Dotés notamment de taux de compression extrêmes, les actuels moteurs à essence Skyactiv-G et Diesel Skyactiv-D se distinguent tant par leur puissance que par leur excellent rendement énergétique en conditions de conduite réelle qui leur vaut un faible niveau d’émissions. Ils font partie intégrante de la gamme des Technologies Skyactiv – englobant les transmissions, les structures de caisse et les technologies châssis – et inaugurée en 2011 sur le Mazda CX-5 de première génération. Le processus de développement des technologies Skyactiv illustre parfaitement la philosophie de Mazda : explorer sans relâche des solutions permettant de dépasser les compromis habituels entre « puissance et rendement énergétique » ou « comportement routier et confort » par exemple, dans le seul but d’offrir au client la meilleure expérience de conduite et d’utilisation possible.

Récemment, Mazda a encore repoussé les limites du plaisir de conduire et de l’efficience en lançant en 2019 le moteur Skyactiv-X sur le CX-30 et la Mazda3. Cette nouvelle motorisation, qui révolutionne totalement le principe de la combustion interne, est le premier bloc essence de série au monde à adopter un allumage par compression, à l’instar d’un moteur Diesel, combinant ainsi les avantages de ces deux types de motorisation. L’accueil réservé par les clients à ce nouveau moteur ont dépassé toutes les espérances. En mai, Mazda a lancé la production de son MX-30, un SUV compact 100 % électrique, qui sera commercialisé en Europe à l’automne prochain, doté du nouveau système de propulsion électrique e-Skyactiv.
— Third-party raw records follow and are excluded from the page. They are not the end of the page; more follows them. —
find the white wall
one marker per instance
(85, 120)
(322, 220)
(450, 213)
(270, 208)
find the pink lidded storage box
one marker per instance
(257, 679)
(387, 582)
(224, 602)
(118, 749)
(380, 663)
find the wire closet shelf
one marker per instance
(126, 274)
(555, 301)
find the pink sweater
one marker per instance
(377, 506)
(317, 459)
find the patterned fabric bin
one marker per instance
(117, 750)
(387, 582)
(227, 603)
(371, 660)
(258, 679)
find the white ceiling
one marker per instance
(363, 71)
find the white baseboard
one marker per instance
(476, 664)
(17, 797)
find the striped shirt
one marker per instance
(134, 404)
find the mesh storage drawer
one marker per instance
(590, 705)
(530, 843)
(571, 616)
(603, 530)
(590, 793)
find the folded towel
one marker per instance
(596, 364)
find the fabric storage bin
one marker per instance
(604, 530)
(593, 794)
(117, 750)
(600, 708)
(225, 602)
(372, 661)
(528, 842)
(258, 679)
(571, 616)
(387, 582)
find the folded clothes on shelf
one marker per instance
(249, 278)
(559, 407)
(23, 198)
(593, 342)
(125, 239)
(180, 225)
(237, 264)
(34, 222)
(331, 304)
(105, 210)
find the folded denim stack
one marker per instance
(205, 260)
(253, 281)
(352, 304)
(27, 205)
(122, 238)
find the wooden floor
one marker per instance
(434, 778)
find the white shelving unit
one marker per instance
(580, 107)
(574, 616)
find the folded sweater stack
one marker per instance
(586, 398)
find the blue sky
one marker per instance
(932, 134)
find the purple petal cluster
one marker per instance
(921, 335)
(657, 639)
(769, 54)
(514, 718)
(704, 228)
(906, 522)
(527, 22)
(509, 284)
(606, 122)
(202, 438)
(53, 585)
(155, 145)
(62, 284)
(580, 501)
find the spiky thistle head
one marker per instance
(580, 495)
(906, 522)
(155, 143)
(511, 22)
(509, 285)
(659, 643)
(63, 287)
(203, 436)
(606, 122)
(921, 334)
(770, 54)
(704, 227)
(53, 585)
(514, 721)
Fidèle à son âme de pionnier, Mazda continue plus que jamais d’explorer de nouveaux domaines : cette philosophie réside au cœur même de son histoire, et explique comment ce petit constructeur a réussi à survivre et à prospérer tout au long de ces décennies malgré un contexte souvent difficile. Un siècle après la création de la marque, toutes ces expériences ont forgé le caractère de Mazda – qui se veut à la fois innovant, ambitieux, déterminé et bien évidemment créatif – et font toute la singularité de ce constructeur à nul autre pareil.